Bismarck welded the various German states into unity and, as chancellor of the 19th century’s most powerful empire, presided over a peaceful Europe. As a practitioner of Realpolitik (politics based on pragmatic political possibilities), he was without peer. He eschewed ideology in favor of national interest, and his diplomacy was marked by prudence and resourcefulness, a keen sense of what was important, and an instinctive knowledge of the possibilities and limitations of what could be accomplished by foreign policy.
Bismarck was born on April 1, 1815, in the family manor at Schonhausen in Brandenburg, just east of the Elbe River. His mother was of bourgeois origin, and her intuition and strong intellect tempered the self-confidence and pugnaciousness that Bismarck inherited from his aristocratic paternal ancestors. After an undistinguished university career at Gottingen and Berlin (1832-1835), he entered the civil service but soon exchanged his mindless routine for life as the lord of the Schonhausen estate. During these years he read widely and steeped himself in history and philosophy. He also apparently experienced a religious crisis, from which he emerged with a belief in a personal God, which was, however, not incompatible with his innate skepticism. He married Johanna von Puttkamer in 1847, and their long marriage was a happy one.
Bismarck’s election to the Vereinigter Landtag (united diet for all Prussian domains) in March 1847 opened his political career. In the following year, when popular revolutions swept the capitals of Europe, he won a reputation as a leading conservative. He considered the Prussian king and the traditional social structure in Prussia, dominated by Junkers, the God-given order of things. He also considered the preservation of this system the task of statesmen. He denounced liberal, socialist, and democratic tendencies as subversive of civic duty and discipline.

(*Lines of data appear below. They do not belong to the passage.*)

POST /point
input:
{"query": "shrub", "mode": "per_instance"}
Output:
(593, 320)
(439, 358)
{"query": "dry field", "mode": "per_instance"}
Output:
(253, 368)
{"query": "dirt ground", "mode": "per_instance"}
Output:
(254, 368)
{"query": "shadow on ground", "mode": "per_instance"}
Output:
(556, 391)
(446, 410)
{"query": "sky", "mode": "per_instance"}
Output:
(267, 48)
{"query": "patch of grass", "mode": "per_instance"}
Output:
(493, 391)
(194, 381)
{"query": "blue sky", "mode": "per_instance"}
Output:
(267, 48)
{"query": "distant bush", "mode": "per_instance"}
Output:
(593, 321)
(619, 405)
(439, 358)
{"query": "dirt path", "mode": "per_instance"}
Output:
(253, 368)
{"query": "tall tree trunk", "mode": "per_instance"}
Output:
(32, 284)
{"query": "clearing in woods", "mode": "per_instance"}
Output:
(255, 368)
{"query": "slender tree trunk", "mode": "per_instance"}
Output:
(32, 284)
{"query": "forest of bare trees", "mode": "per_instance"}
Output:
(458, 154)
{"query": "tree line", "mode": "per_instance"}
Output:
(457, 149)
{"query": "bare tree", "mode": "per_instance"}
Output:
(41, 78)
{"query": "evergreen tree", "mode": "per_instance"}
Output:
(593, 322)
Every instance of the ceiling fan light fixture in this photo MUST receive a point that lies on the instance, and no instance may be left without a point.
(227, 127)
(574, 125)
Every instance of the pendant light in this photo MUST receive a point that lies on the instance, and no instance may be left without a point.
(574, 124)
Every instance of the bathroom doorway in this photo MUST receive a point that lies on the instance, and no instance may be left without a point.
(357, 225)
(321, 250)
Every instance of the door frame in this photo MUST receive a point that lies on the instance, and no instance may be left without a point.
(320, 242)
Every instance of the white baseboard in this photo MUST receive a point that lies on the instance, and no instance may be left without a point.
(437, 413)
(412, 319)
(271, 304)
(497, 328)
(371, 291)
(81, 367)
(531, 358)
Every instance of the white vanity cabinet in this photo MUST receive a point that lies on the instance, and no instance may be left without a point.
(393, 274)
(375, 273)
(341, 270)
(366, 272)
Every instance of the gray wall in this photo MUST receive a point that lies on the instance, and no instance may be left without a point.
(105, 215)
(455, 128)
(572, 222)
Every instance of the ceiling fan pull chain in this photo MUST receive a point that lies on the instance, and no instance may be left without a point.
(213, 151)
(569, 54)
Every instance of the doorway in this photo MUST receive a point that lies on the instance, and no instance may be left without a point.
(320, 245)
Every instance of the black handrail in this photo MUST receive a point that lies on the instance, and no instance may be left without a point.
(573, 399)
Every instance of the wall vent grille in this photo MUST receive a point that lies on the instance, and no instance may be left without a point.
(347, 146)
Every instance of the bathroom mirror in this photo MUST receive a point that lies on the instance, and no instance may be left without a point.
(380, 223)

Bismarck’s appointment in 1851 as Prussian delegate to the Diet of the German Confederation at Frankfurt marked a turning point in his career: it made him a diplomat. His work with the delegates of the 47 states and free cities of the German Confederation (formed 1815), who met to discuss problems of common interest, gave him a profound insight into German and European politics. He found that Prussia’s interests often conflicted with those of Austria, the strongest member of the Diet. When he left Frankfurt in 1859 on a new assignment as Prussian minister to Russia, he was convinced that Prussia must draw the German states into a union that would exclude Austria.
Master of Prussia:
During Bismarck’s absence, first in St. Petersburg then in Paris, a constitutional crisis was brewing in Prussia. Landtag and king were engaged in a struggle for supremacy. William I (reigned 1861-1888) and his war minister, Albrecht von Roon, had requested funds from the Landtag to reform the army. The Landtag agreed to pay additional taxes on condition that the army be put under its control. A deadlock resulted. The King contemplated abdication. Then, on Roon’s suggestion, he turned the issue over to Bismarck. On Sept. 23, 1862, the King appointed him president of the council of ministers and foreign minister.
The Landtag did not intimidate Bismarck. He defied it, arguing that if it obstructed the conduct of the government, the crown had the right to act independently. For four years Bismarck governed by decree. Taxes were collected, and the army was enlarged, reorganized, and brought to a point of high efficiency. In 1866 the Landtag surrendered. By an Act of Indemnity it retroactively approved Bismarck’s measures. The liberal middle class of Germany had been cowed; the supremacy of king and nobles had been asserted.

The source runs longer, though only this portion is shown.